Vectara’s industry-leading Relevance (the “R” in RAGaaS), simple and powerful APIs, and offloading many components in the GenAI pipeline to accelerate development are why developers who’ve built their own come back to Vectara. Vectara never trains on your data, allowing businesses to embed generative AI capabilities without the risk of data or privacy violations.
REASON #1
Best-in-Class Retrieval & Hybrid Search
Retrieval is THE most important component in any RAG system (e.g., garbage in = garbage out). That’s why Vectara’s founders, early members of Google’s Research team, focused on building a world-class retrieval model from the very beginning, which we now call “Boomerang.” Additionally, the Vectara platform’s flexibility allows the use of multiple best-fit LLMs for search, retrieval, and summarization.
REASON #2
Retrieval Augmented Generation-as-a-Service (RAGaaS)
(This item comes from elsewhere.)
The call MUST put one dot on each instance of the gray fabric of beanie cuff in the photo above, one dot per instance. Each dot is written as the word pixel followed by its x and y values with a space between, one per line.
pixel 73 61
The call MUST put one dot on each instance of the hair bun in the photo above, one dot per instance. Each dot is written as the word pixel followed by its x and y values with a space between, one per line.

Some LLMs train their models on your data. Some hallucinate when they don’t know the answers to your questions. And some lexical searches provide more relevant answers than solely semantic searches. Retrieval Augmented Generation (RAG) remedies all of this.
Our summarization is grounded in the facts retrieved (by Boomerang) from the indexed data. This means that we significantly reduce the probability of hallucination during the summarization stage; we provide an answer which is concise and sound based on the intended meaning vs. rephrasing the underlying data. With Vectara’s RAGaaS you can ensure your results are in context and hallucinations are all but eliminated.
REASON #3
End-to-End Platform
Vectara provides a complete GenAI experience from extraction, encoding, and indexing to retrieval and rerank. Vectara automatically routes data across relevant backend services to deliver supporting services from snippet extraction to calibration with a single, unified API. The platform is self-optimizing; it automatically fine-tunes the neural network hyperparameters to achieve and maintain optimized outcomes for each indexed data set.
REASON #4
Ease of Use
Vectara’s powerful end-to-end platform is self-optimizing and easily consumed via simple APIs, getting businesses up and running in just a few minutes and without requiring the addition of any specialized engineers or infrastructure.
REASON #5
Superior Cross-language Understanding
Vectara supports cross-language search and retrieval, the ability to search in one language for content written in another language. All of this happens automatically in Vectara: there’s no need to set up manual 3rd party translation, custom NLP rules for different languages, or a litany of synonyms that map words and concepts, all of which can be the requirement to handle cross-lingual content and users in many other systems.